11 Maar op het punt Egypte binnen te trekken, zeide hij tot Sarai, zijn vrouw: Luister; ik weet, dat gij een mooie vrouw zijt.
When he had come near to enter Egypt, he said to Sarai his wife, “See now, I know that you are a beautiful woman to look at.
12 Als de Egyptenaren u zien, en denken: dat is zijn vrouw, dan zullen ze mij vermoorden, maar u in leven laten.
It will happen that when the Egyptians see you, they will say, ‘This is his wife.’ They will kill me, but they will save you alive.
13 Zeg dus, dat gij mijn zuster zijt, dan zal het mij goed gaan om wille van u, en zal ik om uwentwil gespaard blijven.
Please say that you are my sister, that it may be well with me for your sake, and that my soul may live because of you.”
14 Zodra Abram nu in Egypte was gekomen, zagen de Egyptenaren, hoe buitengewoon mooi die vrouw was.
When Abram had come into Egypt, some Egyptians saw that the woman was very beautiful.
15 En toen Farao’s hovelingen haar zagen, roemden zij haar bij Farao, met het gevolg, dat de vrouw in het paleis van Farao werd gehaald.
The princes of Pharaoh saw her, and praised her to Pharaoh; and the woman was taken into Pharaoh’s house.
16 Hij overlaadde Abram om wille van haar met weldaden, zodat hij schapen, runderen en ezels, slaven en slavinnen, ezelinnen en kamelen ontving.
He dealt well with Abram for her sake. He had sheep, cattle, male donkeys, male servants, female servants, female donkeys, and camels.

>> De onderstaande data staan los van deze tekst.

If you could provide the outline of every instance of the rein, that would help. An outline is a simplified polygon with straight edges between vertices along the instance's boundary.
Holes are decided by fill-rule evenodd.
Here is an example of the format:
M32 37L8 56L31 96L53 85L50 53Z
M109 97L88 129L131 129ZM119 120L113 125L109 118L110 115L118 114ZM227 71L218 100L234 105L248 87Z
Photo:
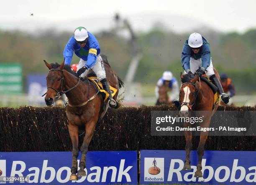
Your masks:
M197 86L195 84L194 84L192 82L184 82L184 83L182 83L182 86L183 85L185 85L185 84L187 84L187 87L188 87L188 86L189 85L192 85L193 86L194 86L196 89L196 95L195 96L194 96L194 99L193 99L193 101L192 102L192 103L190 103L190 102L187 102L186 101L183 101L182 102L181 102L181 104L180 104L180 106L181 107L183 105L186 105L187 106L187 107L189 109L189 110L192 110L192 106L193 106L193 105L194 105L194 104L195 104L195 100L197 98L197 95L198 94L198 93L199 93L199 91L200 91L200 89L201 88L201 81L200 80L200 78L199 78L199 89L197 89ZM186 99L187 99L187 94L186 95ZM186 99L187 100L187 99Z

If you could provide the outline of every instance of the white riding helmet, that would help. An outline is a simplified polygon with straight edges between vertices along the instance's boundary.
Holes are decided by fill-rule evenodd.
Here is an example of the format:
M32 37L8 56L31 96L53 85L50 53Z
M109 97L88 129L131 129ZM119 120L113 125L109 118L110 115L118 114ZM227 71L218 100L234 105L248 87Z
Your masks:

17 Maar Jahweh trof Farao en zijn huis met zware slagen naar aanleiding van Sarai, de vrouw van Abram.
The LORD afflicted Pharaoh and his house with great plagues because of Sarai, Abram’s wife.
18 Toen ontbood Farao Abram, en zeide: Wat hebt ge mij daar aangedaan; waarom hebt ge mij niet meegedeeld, dat het uw vrouw is?
Pharaoh called Abram and said, “What is this that you have done to me? Why did not you tell me that she was your wife?
19 Waarom hebt ge gezegd: het is mijn zuster; zodat ik ze mij tot vrouw heb genomen. Daar hebt ge uw vrouw terug; neem haar mee en vertrek.
Why did you say, ‘She is my sister,’ so that I took her to be my wife? Now therefore, see your wife, take her, and go your way.”
20 En Farao gaf aan enige mannen bevel, om hem en zijn vrouw, met alles wat hem toebehoorde, uitgeleide te doen.
Pharaoh commanded men concerning him, and they escorted him away with his wife and all that he had.